When invasive snakehead fish first appeared in the United States, in 2002, the secretary of interior herself called a press conference to warn of impending danger. “These fish are like something from a bad horror movie,” she told reporters. “They can eat virtually any small animal in their path. They can travel across land and live out of water for at least three days. They reproduce quickly.” What’s more, they can breathe air, and they have razor-sharp teeth. The interior department banned the importation of snakeheads to the U.S.
Meanwhile, National Geographic dubbed the snakeheads “fishzilla.” They inspired actual bad horror movies, with titles such as Frankenfish and Snakehead Terror. And as snakehead fish have continued to spread to new parts of the U.S., most recently Georgia, the advice has been blunt and unsparing: “Kill it immediately.”
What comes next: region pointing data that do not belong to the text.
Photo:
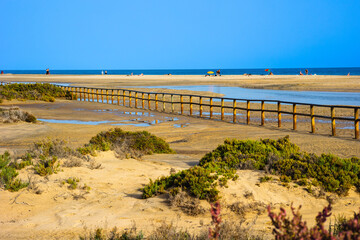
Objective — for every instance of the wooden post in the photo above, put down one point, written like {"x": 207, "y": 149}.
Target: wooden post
{"x": 136, "y": 94}
{"x": 124, "y": 100}
{"x": 312, "y": 118}
{"x": 247, "y": 112}
{"x": 262, "y": 113}
{"x": 75, "y": 92}
{"x": 234, "y": 111}
{"x": 163, "y": 102}
{"x": 279, "y": 114}
{"x": 142, "y": 100}
{"x": 222, "y": 109}
{"x": 190, "y": 105}
{"x": 182, "y": 105}
{"x": 294, "y": 116}
{"x": 333, "y": 127}
{"x": 156, "y": 102}
{"x": 129, "y": 98}
{"x": 356, "y": 122}
{"x": 172, "y": 104}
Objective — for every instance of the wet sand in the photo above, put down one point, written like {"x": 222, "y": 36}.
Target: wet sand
{"x": 114, "y": 198}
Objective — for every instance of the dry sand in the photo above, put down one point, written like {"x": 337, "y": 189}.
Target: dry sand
{"x": 114, "y": 198}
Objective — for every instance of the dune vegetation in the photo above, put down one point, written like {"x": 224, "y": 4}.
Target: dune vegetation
{"x": 278, "y": 157}
{"x": 37, "y": 91}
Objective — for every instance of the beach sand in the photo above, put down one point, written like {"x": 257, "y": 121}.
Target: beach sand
{"x": 115, "y": 196}
{"x": 282, "y": 82}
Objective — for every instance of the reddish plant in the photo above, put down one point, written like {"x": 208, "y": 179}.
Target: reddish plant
{"x": 295, "y": 228}
{"x": 214, "y": 233}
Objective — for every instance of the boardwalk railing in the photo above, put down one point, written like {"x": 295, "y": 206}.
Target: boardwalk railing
{"x": 227, "y": 109}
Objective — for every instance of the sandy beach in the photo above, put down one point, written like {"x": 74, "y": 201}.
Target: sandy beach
{"x": 115, "y": 196}
{"x": 281, "y": 82}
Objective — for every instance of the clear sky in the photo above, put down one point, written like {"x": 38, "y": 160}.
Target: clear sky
{"x": 187, "y": 34}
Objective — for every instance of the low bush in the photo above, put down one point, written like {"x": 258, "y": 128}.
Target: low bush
{"x": 8, "y": 175}
{"x": 52, "y": 148}
{"x": 285, "y": 159}
{"x": 15, "y": 114}
{"x": 47, "y": 166}
{"x": 129, "y": 144}
{"x": 197, "y": 181}
{"x": 38, "y": 91}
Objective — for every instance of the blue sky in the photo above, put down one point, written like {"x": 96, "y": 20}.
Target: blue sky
{"x": 151, "y": 34}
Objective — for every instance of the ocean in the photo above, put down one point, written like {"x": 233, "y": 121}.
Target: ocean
{"x": 255, "y": 71}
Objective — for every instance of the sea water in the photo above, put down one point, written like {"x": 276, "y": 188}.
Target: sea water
{"x": 254, "y": 71}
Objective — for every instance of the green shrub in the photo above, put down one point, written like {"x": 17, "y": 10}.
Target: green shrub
{"x": 52, "y": 147}
{"x": 265, "y": 179}
{"x": 73, "y": 182}
{"x": 133, "y": 144}
{"x": 20, "y": 165}
{"x": 30, "y": 118}
{"x": 38, "y": 91}
{"x": 285, "y": 159}
{"x": 47, "y": 166}
{"x": 8, "y": 179}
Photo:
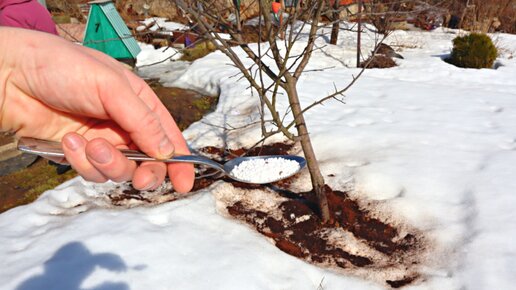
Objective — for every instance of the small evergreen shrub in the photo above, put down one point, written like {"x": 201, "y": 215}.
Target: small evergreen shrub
{"x": 473, "y": 51}
{"x": 378, "y": 61}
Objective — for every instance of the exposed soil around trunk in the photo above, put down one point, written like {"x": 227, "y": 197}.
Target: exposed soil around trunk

But after almost two decades in the U.S, the horror of the snakehead fish has not come to pass. They’ve had little ecological impact on most of their new habitats. They definitely haven’t chased any humans around on land. (Hello, Frankenfish.) In fact, after all that hype, it’s not even clear how well the species in the U.S., the northern snakehead fish, can travel across land—if at all.
That’s how Noah Bressman, a graduate student at Wake Forest University, ended up spending the summer of 2018 catching northern snakeheads and trying to coax them out of the water. He was surprised, he told me, to find nothing in the scientific literature about how northern snakeheads move on land. The Interior Department’s ominous 2002 press conference had lumped together all snakeheads, which comprise a whole family of fish species found in Asia and Africa. Some were known to move on land. Others, such as the northern snakehead fish, were less studied.